600.102: Foundations of Computer Science

Fall Semester 2005: September 8, 2005 - December 12, 2005

Assignment 10: Final Project

Out on: November 28, 2005
Due by: December 12, 2005 by 5:59 pm for full credit (11:59 pm for 10% off, hard deadline)
Collaboration: Teams
Grading: Packaging 10%, Style 10%, Performance 10%, Design 20%, Functionality 50%

Overview

The final project for 600.102: Foundations of Computer Science covers material from Weeks 11 to 13 and the corresponding reading; actually, it covers much more than that, I can't be very specific since the assignment is very much open-ended. This is a team assignment, and all of you should know which team you're in (I hope). Each member of a team will receive the same score for the product you submit together.

Arcade Game

For your final project, you will develop an arcade game in the style of Capcom's 1942 classic shooter. Actually, you can depart from the original game quite a bit according to what you think is "cool" but some of the basic game play should be as in the original. For example, there should be some special maneuver to avoid enemies, there should be power-ups of various sorts, and there should be a notion of enemies coming in stages and formations.

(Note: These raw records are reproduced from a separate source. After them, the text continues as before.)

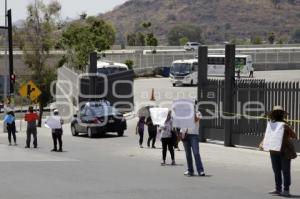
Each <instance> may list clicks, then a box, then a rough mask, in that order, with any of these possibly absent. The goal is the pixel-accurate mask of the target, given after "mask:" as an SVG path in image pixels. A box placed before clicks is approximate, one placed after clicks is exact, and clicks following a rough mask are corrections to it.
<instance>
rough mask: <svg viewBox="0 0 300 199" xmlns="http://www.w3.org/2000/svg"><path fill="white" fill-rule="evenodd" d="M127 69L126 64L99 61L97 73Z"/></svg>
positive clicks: (111, 73)
mask: <svg viewBox="0 0 300 199" xmlns="http://www.w3.org/2000/svg"><path fill="white" fill-rule="evenodd" d="M127 70H128V67H127V65H126V64H122V63H117V62H111V61H97V73H101V74H105V75H109V74H114V73H118V72H123V71H127Z"/></svg>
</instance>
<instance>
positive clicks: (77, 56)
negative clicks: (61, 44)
mask: <svg viewBox="0 0 300 199" xmlns="http://www.w3.org/2000/svg"><path fill="white" fill-rule="evenodd" d="M114 41H115V30H114V28H113V27H112V26H111V25H110V24H108V23H106V22H105V21H104V20H102V19H98V18H96V17H88V18H86V19H85V20H81V21H76V22H73V23H71V24H70V25H69V26H68V27H67V28H66V30H65V31H64V32H63V34H62V45H63V47H64V49H65V50H66V51H67V56H68V61H69V62H70V63H72V64H73V65H74V67H75V68H77V69H80V70H83V69H85V67H86V66H87V64H88V57H89V54H90V53H91V52H94V51H98V52H101V51H103V50H107V49H109V48H110V46H111V45H112V44H113V43H114Z"/></svg>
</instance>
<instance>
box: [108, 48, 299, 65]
mask: <svg viewBox="0 0 300 199" xmlns="http://www.w3.org/2000/svg"><path fill="white" fill-rule="evenodd" d="M209 53H210V54H224V49H209ZM236 54H245V55H251V56H252V60H253V64H293V63H300V48H299V47H293V48H268V49H264V48H259V49H252V48H248V49H245V48H243V49H238V48H237V50H236ZM105 56H106V57H105V59H109V60H112V61H115V62H121V63H124V62H125V61H126V60H128V59H130V60H132V61H133V62H134V70H140V69H147V68H155V67H166V66H171V64H172V62H173V61H175V60H182V59H193V58H196V56H197V52H186V51H179V52H176V51H172V52H168V51H165V52H157V53H156V54H144V53H142V51H133V52H130V53H129V52H128V53H126V52H122V53H119V52H117V51H114V52H111V53H106V54H105Z"/></svg>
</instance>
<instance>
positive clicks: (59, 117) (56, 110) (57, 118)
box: [51, 109, 63, 152]
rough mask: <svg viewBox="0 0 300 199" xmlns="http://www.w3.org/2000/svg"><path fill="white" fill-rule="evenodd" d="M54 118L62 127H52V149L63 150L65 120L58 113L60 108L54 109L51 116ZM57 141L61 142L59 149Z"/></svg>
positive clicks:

Your game should be written in Python using the PyGame library. You can use additional libraries as you see fit, for example PyOpenGL or the Python Imaging Library. However, please try to minimize the number of external libraries necessary, otherwise your game will harder to test (and therefore grade!). Your README file should contain all the following information:

It would be great if you work towards getting the game "published" as an example on the PyGame website. If you want to do this, please keep in mind that all the artwork you use must either be created by you or "free" in the sense that nobody will be "offended" if you use it in a free game. Regardless of what your plans for the immediate future are, a published game, even a simple one, looks good on a resume. :-)

Deliverables

Please turn in a gzip compressed tarball of your assignment (the extension should be .tar.gz). The tarball should uncompress into a directory cs102-assignment-10-teamname with teamname replaced by your team's name (as used for the repository and the mailing list); uncompressing should not create any other files in the current directory. Include a README file that briefly explains what your programs do and contains any other notes you want us to check out before grading (and of course anything else required above). Make sure you include contact information for each team member as well! This file should be a plain Unix text file (not M$ Word, not PDF); it should be formatted in a decent way and it should contain your contact information.

Grading

For reference, here is a short explanation of the grading criteria. Packaging refers to the proper organization of the stuff you hand in, following the guidelines for Deliverables above. Style refers to programming style, including things like consistent indentation, appropriate identifiers, useful comments, etc. Simple, clean, readable code is what you should be aiming for. Performance refers to how fast your program can produce the required results compared to other submissions. Design refers to proper modularization and the proper choice of algorithms and data structures. Functionality refers to your programs being able to do what they should according to the specification given above; if the specification is ambiguous and you had to make a certain choice, defend that choice in your README file.

If your programs do not run because of syntax errors you will get no points whatsoever. If your programs fail miserably, i.e. terminate with an exception of any kind, we will take off 10%.